The announcement comes one day after the two telephone carriers said they had completed a $60 million Internet upgrade to their Internet backbone. MCI said the upgrade would quadruple its Internet backbone speed.
Both developments show that BT and MCI, which are proposing to merge, want to become a global giant in advanced communications, not just in local and long-distance phone calling.
The Microsoft-BT-MCI venture is designed to provide one-stop shopping for the software, hardware, and communications services involved in deploying corporate intranets. The offering is currently in beta testing.

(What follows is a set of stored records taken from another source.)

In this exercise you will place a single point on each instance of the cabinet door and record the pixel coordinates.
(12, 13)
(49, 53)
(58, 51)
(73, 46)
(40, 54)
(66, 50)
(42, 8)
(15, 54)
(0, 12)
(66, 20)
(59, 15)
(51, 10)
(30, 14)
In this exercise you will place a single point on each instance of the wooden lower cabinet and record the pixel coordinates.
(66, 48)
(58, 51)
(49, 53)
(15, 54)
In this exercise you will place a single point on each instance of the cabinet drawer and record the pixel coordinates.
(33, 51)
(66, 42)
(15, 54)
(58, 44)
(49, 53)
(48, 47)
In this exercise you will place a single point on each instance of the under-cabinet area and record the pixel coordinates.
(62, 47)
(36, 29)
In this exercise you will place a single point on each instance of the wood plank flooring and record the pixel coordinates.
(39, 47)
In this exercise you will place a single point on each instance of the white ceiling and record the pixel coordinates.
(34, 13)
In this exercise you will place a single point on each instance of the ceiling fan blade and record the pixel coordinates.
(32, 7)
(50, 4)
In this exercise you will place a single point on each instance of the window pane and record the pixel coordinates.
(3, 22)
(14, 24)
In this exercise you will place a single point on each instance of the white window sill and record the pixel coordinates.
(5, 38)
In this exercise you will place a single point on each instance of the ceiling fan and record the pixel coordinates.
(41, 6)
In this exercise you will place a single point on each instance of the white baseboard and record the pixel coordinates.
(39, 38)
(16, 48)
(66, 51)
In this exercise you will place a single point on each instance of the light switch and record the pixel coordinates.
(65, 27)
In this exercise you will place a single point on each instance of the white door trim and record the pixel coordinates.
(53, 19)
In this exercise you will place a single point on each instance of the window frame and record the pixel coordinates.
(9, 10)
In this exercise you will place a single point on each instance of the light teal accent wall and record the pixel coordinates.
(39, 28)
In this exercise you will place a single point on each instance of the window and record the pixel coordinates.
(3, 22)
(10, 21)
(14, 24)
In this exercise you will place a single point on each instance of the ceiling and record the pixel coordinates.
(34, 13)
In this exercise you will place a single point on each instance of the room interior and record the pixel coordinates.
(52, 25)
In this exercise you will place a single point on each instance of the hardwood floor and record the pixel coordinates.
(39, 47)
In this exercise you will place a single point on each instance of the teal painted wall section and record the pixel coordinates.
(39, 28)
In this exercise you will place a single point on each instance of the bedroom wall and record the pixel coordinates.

Also starting in the first quarter of 1997, the three companies will add a new service to build and manage network-based intranets for corporate clients. That fast-growing business is more profitable than Microsoft's much-ballyhooed browser wars with Netscape.
Microsoft brings to the deal an array of software, including its Windows NT operating system, BackOffice applications suite, and Internet software such as the Internet Explorer Web browser and Commercial Internet System, formerly known as Normandy.
BT and MCI, through their Concert joint venture, will bring managed data networking services to hundreds of cities in 50 countries, as well as access to its recently completed Internet backbone infrastructure linking the United States and Europe.
MCI also has Internet deals with Microsoft involving its Internet Explorer browser and Microsoft Network.
The companies see phenomenal market potential. They estimated that the total Internet market will grow to $43 billion by 1999, with more than half of that sum coming from corporate investments in intranets.
Two weeks ago, MCI and British Telecom announced plans to merge in a deal worth more than $20 billion. The deal is likely to face close regulatory scrutiny.